There are many pitfalls in a do-it-yourself approach to drafting a separation agreement.
In the case of Cramer v. Cramer, the court largely rewrote parts of the divorcing couple’s “kitchen table” separation agreement which they prepared using an office-supply store kit. Unfortunately, the agreement they prepared not only overlooked some very key provisions, it also ran afoul of Ontario Family Laws. Ultimately, both parties had to hire lawyers anyways and resulted in a judge having to redraft the agreement to bring it in line with the law and the parties true wishes.
The husband insisted that lawyers should not be involved, when the couple separated after 19 years of marriage. Instead, he and the wife sat down and prepared a draft agreement while having coffee and tea using a separation agreement ‘kit’ they purchased at an office store. After some revisions and going over the agreement on a clause-by-clause basis, they initialled the changes before creating a final version. The agreement stated on its face that it was intended to be a “full and final settlement” and the parties signed the agreement in the presence of two witnesses.
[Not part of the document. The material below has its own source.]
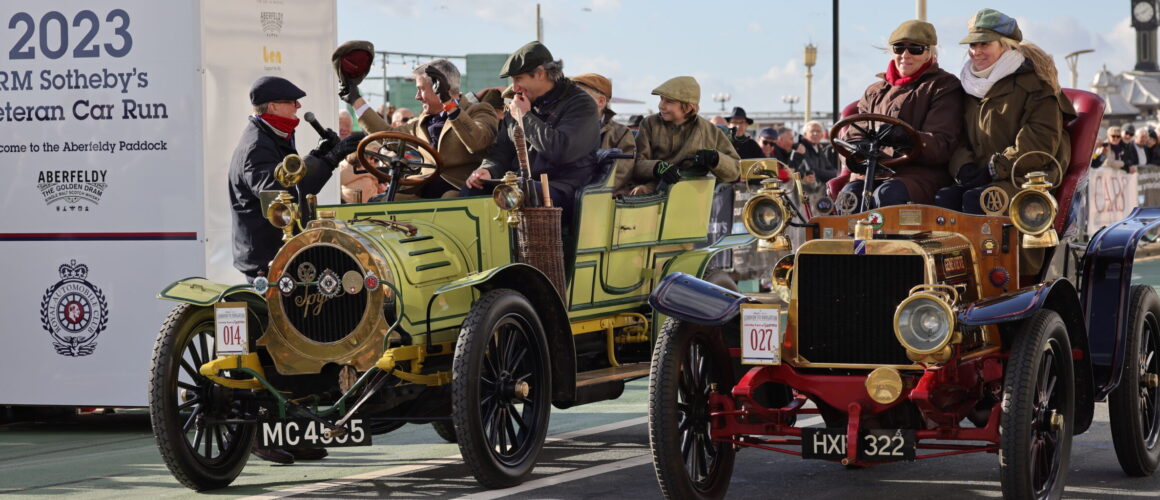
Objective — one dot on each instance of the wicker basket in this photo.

Although their agreement covered certain necessary items such as listing assets, bank accounts and insurance policies, division of household contents, etc, it neglected to deal with spousal support for the wife and did not provide for a fair division of the husband’s pension. Later, when the wife realized she did not receive a fair settlement under their “do-it-yourself” agreement, she brought the matter to court to have it remedied.
The court reviewed the document as well as the circumstances in which it was negotiated and signed. Although both parties had received the benefits of the separation agreement and fulfilled their respective obligations, they lacked very fundamental information at the time as neither had an accurate understanding of the agreement or its ramifications. From a legal stand- point, the agreement did not comply with the statutory scheme of property division and support that was envisioned by the Ontario Family Law Act.
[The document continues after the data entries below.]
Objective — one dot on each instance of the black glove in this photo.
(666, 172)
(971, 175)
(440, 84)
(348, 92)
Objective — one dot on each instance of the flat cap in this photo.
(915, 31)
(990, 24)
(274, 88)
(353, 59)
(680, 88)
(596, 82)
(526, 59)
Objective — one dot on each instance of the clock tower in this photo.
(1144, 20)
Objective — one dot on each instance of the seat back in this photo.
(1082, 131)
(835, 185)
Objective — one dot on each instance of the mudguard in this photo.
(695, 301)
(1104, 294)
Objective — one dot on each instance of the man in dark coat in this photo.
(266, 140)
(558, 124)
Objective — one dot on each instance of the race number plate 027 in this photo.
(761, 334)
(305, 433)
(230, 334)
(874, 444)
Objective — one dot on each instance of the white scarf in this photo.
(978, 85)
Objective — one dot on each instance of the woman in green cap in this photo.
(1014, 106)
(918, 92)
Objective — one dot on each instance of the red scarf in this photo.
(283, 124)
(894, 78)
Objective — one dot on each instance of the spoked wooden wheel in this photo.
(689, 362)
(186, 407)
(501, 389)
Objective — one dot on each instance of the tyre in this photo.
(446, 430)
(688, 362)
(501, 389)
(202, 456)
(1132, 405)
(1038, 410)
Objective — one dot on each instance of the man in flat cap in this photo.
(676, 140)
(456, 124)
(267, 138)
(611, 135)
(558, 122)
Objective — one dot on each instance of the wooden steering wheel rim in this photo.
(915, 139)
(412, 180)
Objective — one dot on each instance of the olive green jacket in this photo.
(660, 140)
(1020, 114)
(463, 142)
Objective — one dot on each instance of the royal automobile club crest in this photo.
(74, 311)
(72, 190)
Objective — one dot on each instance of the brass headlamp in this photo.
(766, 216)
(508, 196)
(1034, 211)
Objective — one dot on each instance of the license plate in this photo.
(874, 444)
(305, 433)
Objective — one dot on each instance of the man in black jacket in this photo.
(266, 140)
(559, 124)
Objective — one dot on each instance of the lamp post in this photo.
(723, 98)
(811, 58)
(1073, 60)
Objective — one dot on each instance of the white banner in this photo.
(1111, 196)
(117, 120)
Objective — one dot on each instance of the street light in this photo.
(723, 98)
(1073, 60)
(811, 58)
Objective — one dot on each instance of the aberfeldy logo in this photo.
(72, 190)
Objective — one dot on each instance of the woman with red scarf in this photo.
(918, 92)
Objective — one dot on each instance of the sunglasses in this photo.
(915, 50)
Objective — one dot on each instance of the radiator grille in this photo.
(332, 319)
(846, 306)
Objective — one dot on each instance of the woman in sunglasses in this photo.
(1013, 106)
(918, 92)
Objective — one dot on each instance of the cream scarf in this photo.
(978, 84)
In light of this fundamental misunderstanding and mutual mistake, the court had the authority to correct the agreement’s terms. This included ordering the husband to assign and transfer about $80,000 to his wife from his pension with interest.
In this case, the couple went the “do-it-yourself” route in order to save money. Instead, they each had to hire lawyers and had to spend a costly day in court.
Another case, Demaine v. Racine, provides further illustration of how a couple’s attempt to minimize legal fees actually ended up with a costly day in court.
In 2005, the couple had drafted their own cohabitation agreement based on a sample they found online. Once again, in an attempt to save money, their agreement was created without the assistance of independent legal advice for either party. Their goal for their agreement was to protect their respective pre-relationship assets in advance of their 2006 marriage. The agreement was signed at their Ottawa home in the presence of the wife’s friend, who served as the witness.
However, when the couple separated in 2011, the husband denied ever signing the agreement at all. He applied to the court to have it set aside, claiming that even if he did sign it, it was not fair or reasonable. The court found in the wife’s favour, that the agreement was enforceable as it was a valid domestic contract. In addition, the husbands claim that he did not sign the agreement was found to be unconvincing. The court concluded that there were no legal grounds for setting aside the agreement.
The couple had each adequately disclosed their financial information to the other prior to signing the agreement; there was no evidence of duress; and no misrepresentations on either side. The agreement complied with all the legal formalities required by Ontario law and both parties benefitted under the agreement. Additionally, the court dismissed the husbands claim that, as he did not have independent legal advice, he did not understand the nature or consequences of the agreement. The “do-it-yourself” agreement was the husband’s choice in order to save on legal costs. The court found that he understood the agreement and its ramifications even without a lawyer. The agreement was fair, freely negotiated and valid.